You can tell from panels 1, 2 and 5 how difficult Joyce is finding this (which, I think, she’s only attempting to impress Jacob). She is seriously neurotic when it comes to food, isn’t she? Maybe even disablingly so!
If it were to impress Jacob, she’s admit it I think. She’s been brought up to think it’s a virtue after all. But no, I think there’s a dead giveaway to this being her genuinely renegotiating her relationship with her brain, and it’s the last panel. She’s talking about a NEW problem. She can be fine with mixing food as long as it’s measured perfectly evenly (possibly so it can count as one united food: noodles-and-meatballs, and not two foods mixed). She can get over the first hurdle, but there’s a next one right after.
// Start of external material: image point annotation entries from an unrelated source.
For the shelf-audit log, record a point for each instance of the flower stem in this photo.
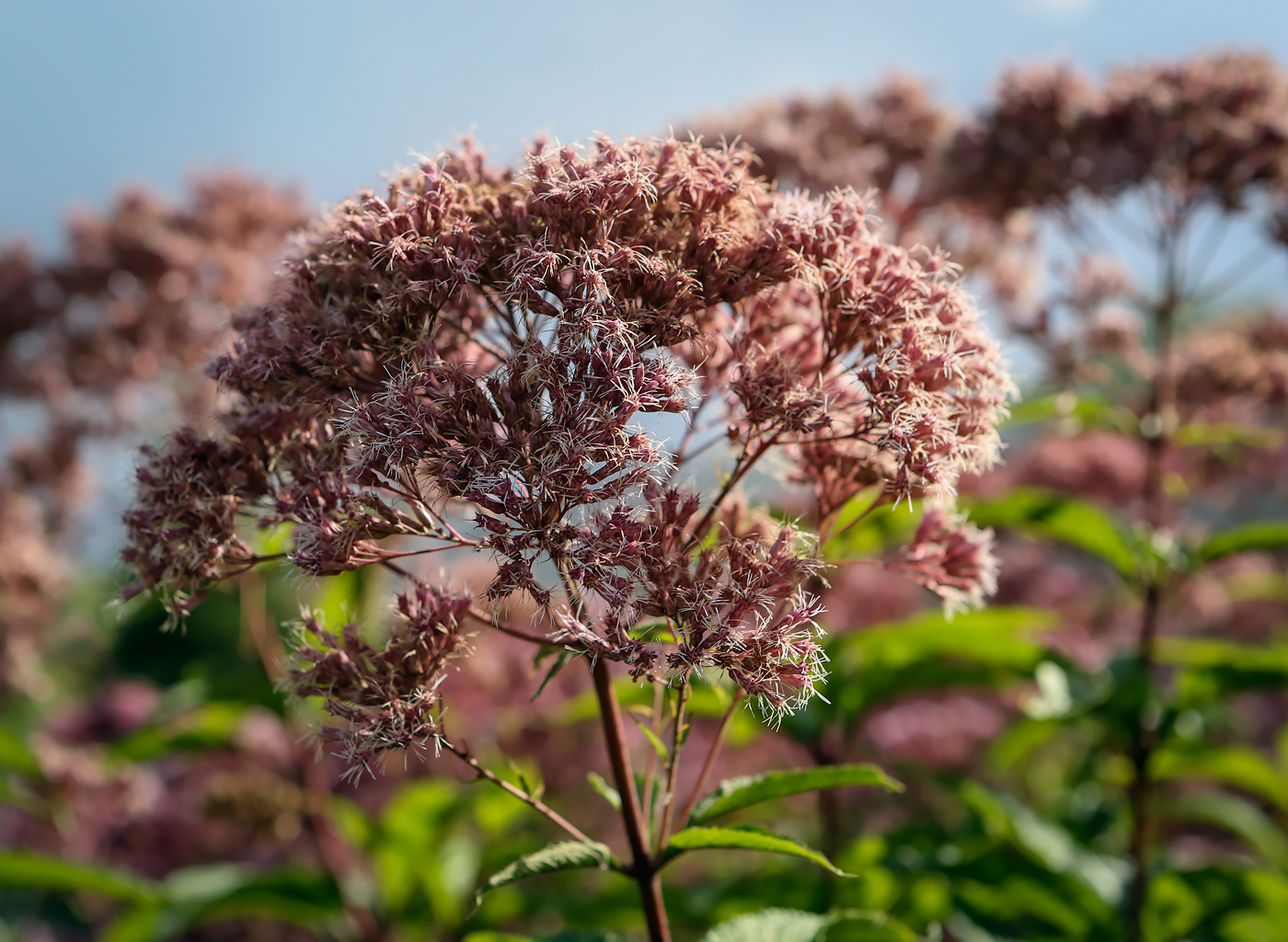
(633, 817)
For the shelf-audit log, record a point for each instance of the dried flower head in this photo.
(461, 363)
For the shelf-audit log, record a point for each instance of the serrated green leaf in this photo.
(567, 855)
(1243, 539)
(744, 838)
(1058, 517)
(734, 794)
(769, 925)
(21, 868)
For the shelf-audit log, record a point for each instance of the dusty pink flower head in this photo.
(463, 363)
(952, 558)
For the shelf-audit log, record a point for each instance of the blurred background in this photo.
(328, 96)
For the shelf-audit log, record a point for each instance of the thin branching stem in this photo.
(673, 767)
(708, 763)
(527, 798)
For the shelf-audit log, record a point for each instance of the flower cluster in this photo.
(386, 697)
(463, 362)
(952, 558)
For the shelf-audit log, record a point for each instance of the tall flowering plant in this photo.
(1156, 454)
(470, 363)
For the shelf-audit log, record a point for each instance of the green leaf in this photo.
(1239, 817)
(1226, 433)
(1042, 514)
(1239, 767)
(16, 755)
(734, 794)
(744, 838)
(662, 752)
(988, 649)
(144, 923)
(604, 790)
(1047, 843)
(21, 868)
(1086, 410)
(769, 925)
(1211, 653)
(569, 855)
(210, 726)
(1249, 536)
(229, 890)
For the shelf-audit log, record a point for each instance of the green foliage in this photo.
(744, 838)
(1055, 517)
(569, 855)
(769, 925)
(1262, 535)
(734, 794)
(186, 899)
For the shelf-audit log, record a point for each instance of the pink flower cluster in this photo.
(460, 363)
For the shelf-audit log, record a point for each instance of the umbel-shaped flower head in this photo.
(461, 362)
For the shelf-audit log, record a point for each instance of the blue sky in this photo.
(330, 94)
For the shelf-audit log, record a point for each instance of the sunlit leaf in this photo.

And if she was trying to impress Jacob without tipping him off to it, I think she wouldn’t have said “Yes, thank you for noticing” on the previous page. There’s not much ‘impressing’ a new date with your glorious non-pickiness if you freely admit that ordering two things together is a dramatic moment to you. Joyce is being very open with Jacob about what she’s doing and feeling, which I think is wonderful, and so I think she can and should be taken on her word here.
Is Joyce in danger of starvation? Deficiency diseases? I think not.
Let’s not go overboard.
Joyce is a big girl now.
Joyce: “I’m a big girl now. And I got to stop saying stuff like, *poses* “I’m a big girl now”. ”
(h/t Steven Universe)
My theory is that Joyce is willing to mix foods now because she’s drunk.
She had real wine earlier and it’s playing with her inhibitions.
…. because she’s never had any before and her tolerance is so low that it only takes a sip to…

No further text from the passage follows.